A Whirlwind Tour of Old Leckhampton
By Eric Miller
Leckhampton was originally the vegetable farm (‘leek-hampton’) for the Anglo-Saxon royal manor of Cheltenham, and you can still see traces of ‘ridge and furrow’ resulting from medieval ploughing. The old village was situated close to Leckhampton Court and the church, both built in the 14th century by Sir John Giffard, the then Lord of the Manor. Later the Court was enlarged by the Norwood family, who added the half-timbered Tudor wing.
Several local roads recall the names of the interrelated families that lived in the Court - the Giffards, the Norwoods and then the Tryes. It was Charles Brandon Trye who at the end of the 18th century developed the quarries and built a horse-drawn railway to carry the stone into Cheltenham. One section of track passed behind a pillar of harder rock left by the quarrymen - ‘the Devil’s Chimney’. The hill and quarries were later bought by Henry Dale, who fenced off the footpaths, against often violent local opposition, which came to a head on Good Friday 1906, when the Riot Act had to be read and eight men were arrested and sentenced to hard labour. Public access to the common was assured in 1929, however, when it was bought by Cheltenham Town Council.

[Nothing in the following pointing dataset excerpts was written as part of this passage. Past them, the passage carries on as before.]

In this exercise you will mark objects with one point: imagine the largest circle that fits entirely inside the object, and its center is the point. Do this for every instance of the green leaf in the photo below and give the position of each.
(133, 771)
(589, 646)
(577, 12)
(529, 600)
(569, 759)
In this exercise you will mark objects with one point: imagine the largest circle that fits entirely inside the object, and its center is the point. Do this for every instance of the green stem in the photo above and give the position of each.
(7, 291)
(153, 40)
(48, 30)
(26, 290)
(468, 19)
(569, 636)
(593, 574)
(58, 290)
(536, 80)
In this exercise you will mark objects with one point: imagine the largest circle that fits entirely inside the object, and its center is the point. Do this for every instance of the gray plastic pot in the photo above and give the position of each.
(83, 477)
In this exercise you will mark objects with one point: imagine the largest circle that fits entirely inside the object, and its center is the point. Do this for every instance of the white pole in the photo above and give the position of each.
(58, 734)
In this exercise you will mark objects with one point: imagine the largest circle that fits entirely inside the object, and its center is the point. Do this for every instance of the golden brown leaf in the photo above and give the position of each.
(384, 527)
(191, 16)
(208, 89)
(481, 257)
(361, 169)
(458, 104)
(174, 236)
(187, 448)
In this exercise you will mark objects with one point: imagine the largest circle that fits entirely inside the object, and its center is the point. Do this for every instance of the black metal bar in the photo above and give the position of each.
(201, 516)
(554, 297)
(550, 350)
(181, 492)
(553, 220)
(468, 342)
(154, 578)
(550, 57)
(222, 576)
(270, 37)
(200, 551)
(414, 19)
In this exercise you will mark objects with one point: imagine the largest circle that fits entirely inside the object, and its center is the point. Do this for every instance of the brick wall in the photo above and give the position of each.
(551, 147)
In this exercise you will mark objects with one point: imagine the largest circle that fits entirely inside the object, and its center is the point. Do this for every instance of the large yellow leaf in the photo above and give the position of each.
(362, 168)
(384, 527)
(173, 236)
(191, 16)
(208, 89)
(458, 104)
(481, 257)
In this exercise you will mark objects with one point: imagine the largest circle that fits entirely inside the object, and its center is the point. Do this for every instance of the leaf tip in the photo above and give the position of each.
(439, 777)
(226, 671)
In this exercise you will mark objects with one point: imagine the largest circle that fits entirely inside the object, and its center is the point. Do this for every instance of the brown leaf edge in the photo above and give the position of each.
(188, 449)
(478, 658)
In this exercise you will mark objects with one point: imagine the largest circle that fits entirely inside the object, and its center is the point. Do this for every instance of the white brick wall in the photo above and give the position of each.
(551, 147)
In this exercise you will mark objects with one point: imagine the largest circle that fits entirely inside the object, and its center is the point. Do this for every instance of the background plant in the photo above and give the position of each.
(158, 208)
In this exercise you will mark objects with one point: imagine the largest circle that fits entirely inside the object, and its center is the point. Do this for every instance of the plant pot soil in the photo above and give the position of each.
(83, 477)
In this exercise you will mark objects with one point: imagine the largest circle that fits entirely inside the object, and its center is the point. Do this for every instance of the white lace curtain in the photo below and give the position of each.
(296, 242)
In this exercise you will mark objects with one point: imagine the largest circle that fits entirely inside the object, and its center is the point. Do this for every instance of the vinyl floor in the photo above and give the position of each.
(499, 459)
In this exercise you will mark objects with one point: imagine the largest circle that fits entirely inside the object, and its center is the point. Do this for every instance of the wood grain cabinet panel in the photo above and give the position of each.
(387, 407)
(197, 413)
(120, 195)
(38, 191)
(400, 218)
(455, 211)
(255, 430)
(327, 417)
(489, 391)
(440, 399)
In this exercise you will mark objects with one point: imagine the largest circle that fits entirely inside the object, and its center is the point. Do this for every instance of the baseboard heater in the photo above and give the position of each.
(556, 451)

In 1894 the Court was bought and enlarged by John Hargreaves, who is said to have entertained the future King Edward VII there. During World War I the building housed a Red Cross Hospital and in World War II barrack huts in its grounds were occupied by US servicemen, before the D-Day landings. From 1945 to 1948 German POWs were billeted there, mostly working on farms. They got on well with Leckhampton’s inhabitants and several married local girls. From 1956 to 1969 the Court was given over to a preparatory school, after which the building fell into disrepair until it was bought and restored by the Sue Ryder Foundation as a Care Centre.
The earliest parts of St Peter’s church include the tower and spire, but there are remnants, including the font, from an even older building. One of its first priests was fined two shillings by Archbishop Thomas à Beckett for not paying his dues. The church contains effigies of Sir John Giffard and his wife and a memorial brass to Elizabeth Lygon, wife of William Norwood. The pulpit was carved from an oak tree grown in a nearby field.
The oldest person buried in the churchyard is Richard Purser, aged 111. There are memorials to three VCs and to Dr Edward Wilson, who died on Scott’s Antarctic expedition, and graves of a score of army generals and men with careers in the Indian Empire as well as other eminent Cheltonians.
In the ‘newer’ part of the village, the original school (now the dining hall) wasprobably built in 1840, and the Village Hall was opened in 1897. The war memorial occupies the site of the old village well.